As fontes da coceira sempre suscitaram curiosidade. No século II a.C., por exemplo, o médico grego Galeno observou que a coceira pode surgir de uma condição subjacente não relacionada à pele. Há 350 anos, o médico alemão Samuel Hafenreffer definiu a coceira como uma percepção desagradável na pele que desencadeia a necessidade de arranhar. Napoleão sofria de graves coceiras, assim como o médico e líder intelectual da Revolução Francesa, Jean Paul Marat.

Há apenas dez anos, os médicos consideravam a coceira “uma irmã menor da dor”. Afinal, a sensação segue o caminho rumo ao cérebro ao longo dos mesmos nervos seguidos pelos estímulos dolorosos, exceto pelo fato de a intensidade da irritação ser menor. Essa noção se baseava, entre outras coisas, na observação de que a dor inibe a coceira.
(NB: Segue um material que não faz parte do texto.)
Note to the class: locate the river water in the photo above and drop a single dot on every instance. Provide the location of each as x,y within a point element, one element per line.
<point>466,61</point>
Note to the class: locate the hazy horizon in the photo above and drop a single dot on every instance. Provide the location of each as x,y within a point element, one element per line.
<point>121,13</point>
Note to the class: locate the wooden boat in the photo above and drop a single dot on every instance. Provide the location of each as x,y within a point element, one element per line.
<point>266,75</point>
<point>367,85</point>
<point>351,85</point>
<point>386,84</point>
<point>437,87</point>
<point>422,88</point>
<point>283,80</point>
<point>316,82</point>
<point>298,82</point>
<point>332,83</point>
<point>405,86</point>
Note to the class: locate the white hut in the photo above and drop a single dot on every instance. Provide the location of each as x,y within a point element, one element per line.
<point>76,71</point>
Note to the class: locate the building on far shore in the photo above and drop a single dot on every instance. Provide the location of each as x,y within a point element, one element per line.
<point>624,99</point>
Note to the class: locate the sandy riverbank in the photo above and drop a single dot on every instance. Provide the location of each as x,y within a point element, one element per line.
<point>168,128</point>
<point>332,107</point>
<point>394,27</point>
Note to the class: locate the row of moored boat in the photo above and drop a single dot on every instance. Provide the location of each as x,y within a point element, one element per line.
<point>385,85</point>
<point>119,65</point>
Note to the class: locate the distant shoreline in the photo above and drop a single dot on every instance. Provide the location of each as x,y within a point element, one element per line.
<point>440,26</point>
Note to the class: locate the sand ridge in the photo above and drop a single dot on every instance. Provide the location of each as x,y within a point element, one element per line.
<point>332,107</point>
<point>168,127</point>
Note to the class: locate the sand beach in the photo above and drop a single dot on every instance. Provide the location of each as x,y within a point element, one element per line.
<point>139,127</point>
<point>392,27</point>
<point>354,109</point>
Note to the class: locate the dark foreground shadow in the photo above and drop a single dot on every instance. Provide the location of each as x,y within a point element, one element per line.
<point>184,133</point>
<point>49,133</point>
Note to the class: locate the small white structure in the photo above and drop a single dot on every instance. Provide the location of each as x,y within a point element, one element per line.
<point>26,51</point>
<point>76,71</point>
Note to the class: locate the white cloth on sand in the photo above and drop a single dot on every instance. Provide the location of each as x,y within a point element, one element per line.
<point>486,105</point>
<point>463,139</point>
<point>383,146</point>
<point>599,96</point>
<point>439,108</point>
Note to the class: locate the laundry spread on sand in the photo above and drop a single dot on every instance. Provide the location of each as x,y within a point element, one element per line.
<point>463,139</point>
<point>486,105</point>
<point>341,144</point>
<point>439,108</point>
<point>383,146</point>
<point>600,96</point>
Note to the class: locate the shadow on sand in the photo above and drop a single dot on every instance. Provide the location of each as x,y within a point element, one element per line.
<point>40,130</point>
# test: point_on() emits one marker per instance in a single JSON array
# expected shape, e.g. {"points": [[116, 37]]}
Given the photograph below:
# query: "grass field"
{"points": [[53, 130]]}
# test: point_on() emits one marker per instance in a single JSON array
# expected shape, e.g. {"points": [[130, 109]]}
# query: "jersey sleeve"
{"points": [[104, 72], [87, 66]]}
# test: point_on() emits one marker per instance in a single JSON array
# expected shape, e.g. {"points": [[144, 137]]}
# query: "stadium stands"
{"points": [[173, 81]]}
Segundo a chamada teoria da intensidade, a estimulação neuronal fraca causa a coceira, e a forte leva à dor.

Em 1997, porém, o neurofisiologista Martin Schmelz, da Universidade de Erlangen-Nuremberg, na Alemanha, provou que a necessidade de coçar alcança a medula espinhal a partir da pele via fibras nervosas independentes, chamadas fibras-C polimodal. Essas fibras-C parecem idênticas àquelas que sinalizam a dor, mas transmitem apenas sensações de coceira. Os sinais que propagam a irritação da pele percorrem a fibra nervosa até a medula espinhal e depois até o cérebro. Coçar e friccionar pode interferir com essas terminações neurais estimulando a dor e os receptores táteis nas mesmas áreas, inibindo assim os receptores circundantes da coceira, chamados pruriceptores.
Além disso, a equipe de Schmelz, junto com Hermann Handwerker, da mesma universidade, localizaram conexões entre as fibras-C mediadoras de coceira e as fibras-C da dor. A descoberta da possível comunicação entre as fibras sinalizadoras acrescenta um outro mecanismo pelo qual a dor inibe a coceira.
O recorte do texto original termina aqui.